7. The method of claim 1, wherein the medical imaging device is a medical X-ray device, and
wherein the capturing of the image data set comprises capturing projection images of the examination object by the X-ray device.
8. The method of claim 7, further comprising:
identifying a motion field based on the projection images,
wherein the first image points are additionally identified based on the motion field.
9. The method of claim 7, wherein the projection images map the examination object from at least partially different projection directions, and
wherein the image data set is reconstructed from the plurality of projection images.
10. The method of claim 9, further comprising:
identifying a constraining area in the projection images that maps a common examination area of the examination object,
wherein the reconstruction of the image data set is restricted to the constraining area.

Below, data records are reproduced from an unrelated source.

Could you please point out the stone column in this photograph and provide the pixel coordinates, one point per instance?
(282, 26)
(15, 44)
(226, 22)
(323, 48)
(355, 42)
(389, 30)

11. The method of claim 1, wherein the identifying of the first image points is based on machine learning.
12. The method of claim 1, wherein the identifying of the first image points is based on the time-intensity curves of image points within a neighboring region of the respective image point.
13. A medical imaging device comprising:
a processor configured to:
capture an image data set of an examination object by a medical imaging device, wherein the image data set has a plurality of image points in each case with a time-intensity curve, and wherein the plurality of image points maps an examination area of the examination object with at least one contrast-enhanced vascular section;
identify first image points of the plurality of image points in the image data set comprising time-intensity curves that have a predefined variability as image points that map the at least one contrast-enhanced vascular section; and
provide the classified data set based on the image data set and the first image points,
wherein the classified data set has a classification between the first image points and further image points of the image data set.
14. The medical imaging device of claim 13, wherein the medical imaging device is a medical X-ray device, and
wherein the medical X-ray device is configured to capture projection images of the examination object.
15. A computer program product with a computer program configured to be loaded directly into a memory of a processor, wherein the computer program, when executed by the processor, is configured to:
capture an image data set of an examination object by a medical imaging device, wherein the image data set has a plurality of image points in each case with a time-intensity curve, and wherein the plurality of image points maps an examination area of the examination object with at least one contrast-enhanced vascular section;
identify first image points of the plurality of image points in the image data set comprising time-intensity curves that have a predefined variability as image points that map the at least one contrast-enhanced vascular section; and
provide the classified data set based on the image data set and the first image points,
wherein the classified data set has a classification between the first image points and further image points of the image data set.